Pig producers are finally in the black again, after nearly three years of making a loss.
The improvement is down to lower costs, according to provisional estimates from AHDB.
Estimates for recent months have been revised upwards, taking into account new data on the effect of poor weather earlier in the year on herd productivity.
Average costs in June were 3p lower than revised estimates for the month before, at just over 164p/kg, but still more than 6p/kg higher than they were in June 2012.
“With the DAPP passing this level at the end of May and heading higher still in June, producers stand to make a significant positive margin for the first time since the autumn of 2010,” said Stephen Howarth, senior analyst at BPEX.

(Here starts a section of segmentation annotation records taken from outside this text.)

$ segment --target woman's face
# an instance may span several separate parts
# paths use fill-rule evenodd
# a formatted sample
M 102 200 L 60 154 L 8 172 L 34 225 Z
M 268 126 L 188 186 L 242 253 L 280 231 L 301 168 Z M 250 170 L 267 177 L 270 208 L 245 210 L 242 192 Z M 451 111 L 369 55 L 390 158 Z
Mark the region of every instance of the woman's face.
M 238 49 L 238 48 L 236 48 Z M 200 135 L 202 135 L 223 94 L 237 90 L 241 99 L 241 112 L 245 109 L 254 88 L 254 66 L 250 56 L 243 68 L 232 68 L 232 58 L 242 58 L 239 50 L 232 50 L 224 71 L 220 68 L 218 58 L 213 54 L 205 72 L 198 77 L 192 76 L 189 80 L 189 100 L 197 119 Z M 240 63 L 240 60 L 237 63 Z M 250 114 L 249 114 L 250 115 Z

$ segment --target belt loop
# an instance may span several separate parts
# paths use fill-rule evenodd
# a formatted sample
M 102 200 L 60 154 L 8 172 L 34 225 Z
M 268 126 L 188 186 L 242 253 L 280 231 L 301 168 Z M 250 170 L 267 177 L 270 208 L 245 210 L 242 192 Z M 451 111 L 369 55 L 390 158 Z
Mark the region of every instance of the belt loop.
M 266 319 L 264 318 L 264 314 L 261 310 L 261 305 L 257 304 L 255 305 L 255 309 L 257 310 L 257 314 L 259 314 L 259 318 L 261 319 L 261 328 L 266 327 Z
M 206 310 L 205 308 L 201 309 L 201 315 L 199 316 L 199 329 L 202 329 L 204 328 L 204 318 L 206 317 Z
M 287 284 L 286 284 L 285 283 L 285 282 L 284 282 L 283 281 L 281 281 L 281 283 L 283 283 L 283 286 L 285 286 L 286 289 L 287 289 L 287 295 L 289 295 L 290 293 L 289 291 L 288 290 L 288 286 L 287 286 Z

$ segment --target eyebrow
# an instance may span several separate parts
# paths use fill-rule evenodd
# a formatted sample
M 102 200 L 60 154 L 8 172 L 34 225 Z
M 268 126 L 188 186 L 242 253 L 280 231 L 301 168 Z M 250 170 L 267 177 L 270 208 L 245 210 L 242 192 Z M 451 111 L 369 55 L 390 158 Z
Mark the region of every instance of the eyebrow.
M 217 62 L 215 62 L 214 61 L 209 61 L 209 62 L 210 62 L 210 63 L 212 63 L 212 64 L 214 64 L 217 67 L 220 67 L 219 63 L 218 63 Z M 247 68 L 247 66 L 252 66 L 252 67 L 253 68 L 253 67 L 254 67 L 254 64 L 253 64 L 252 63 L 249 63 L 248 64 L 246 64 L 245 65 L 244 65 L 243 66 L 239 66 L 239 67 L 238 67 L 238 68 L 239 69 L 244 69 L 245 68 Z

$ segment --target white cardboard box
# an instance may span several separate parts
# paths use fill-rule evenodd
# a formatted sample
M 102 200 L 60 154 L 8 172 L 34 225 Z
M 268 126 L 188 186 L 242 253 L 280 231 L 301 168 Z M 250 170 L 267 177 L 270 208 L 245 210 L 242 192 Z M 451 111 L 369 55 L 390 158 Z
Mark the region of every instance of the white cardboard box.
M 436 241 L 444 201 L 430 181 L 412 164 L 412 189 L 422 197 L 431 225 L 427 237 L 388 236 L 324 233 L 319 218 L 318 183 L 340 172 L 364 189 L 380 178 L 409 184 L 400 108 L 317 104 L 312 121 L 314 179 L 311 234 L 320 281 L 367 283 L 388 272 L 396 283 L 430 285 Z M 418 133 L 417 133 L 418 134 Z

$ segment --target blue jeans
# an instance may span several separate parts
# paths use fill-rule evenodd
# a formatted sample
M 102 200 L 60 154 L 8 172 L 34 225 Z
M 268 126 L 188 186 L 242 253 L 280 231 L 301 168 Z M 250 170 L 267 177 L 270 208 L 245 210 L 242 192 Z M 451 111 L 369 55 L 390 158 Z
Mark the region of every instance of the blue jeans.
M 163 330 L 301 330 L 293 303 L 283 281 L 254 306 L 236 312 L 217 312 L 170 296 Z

The deadweight average pig price (DAPP) for the week ending 22 June reached 167.44p/kg – a penny higher than the week before, and 17p higher on the year.
“The firm DAPP was mainly a result of strong demand for British pigmeat coupled with tightening pig numbers across Europe,” said Mr Howarth.
“Nevertheless, costs will need to remain low relative to prices for a sustained period if producers are to recover the losses suffered in recent years,” he added.
This comes as pork exports strengthen, with April shipments 22% up on the year.
China has become the leading destination for UK exports, buying 16% of the total – increasingly primal cuts and fifth quarter products.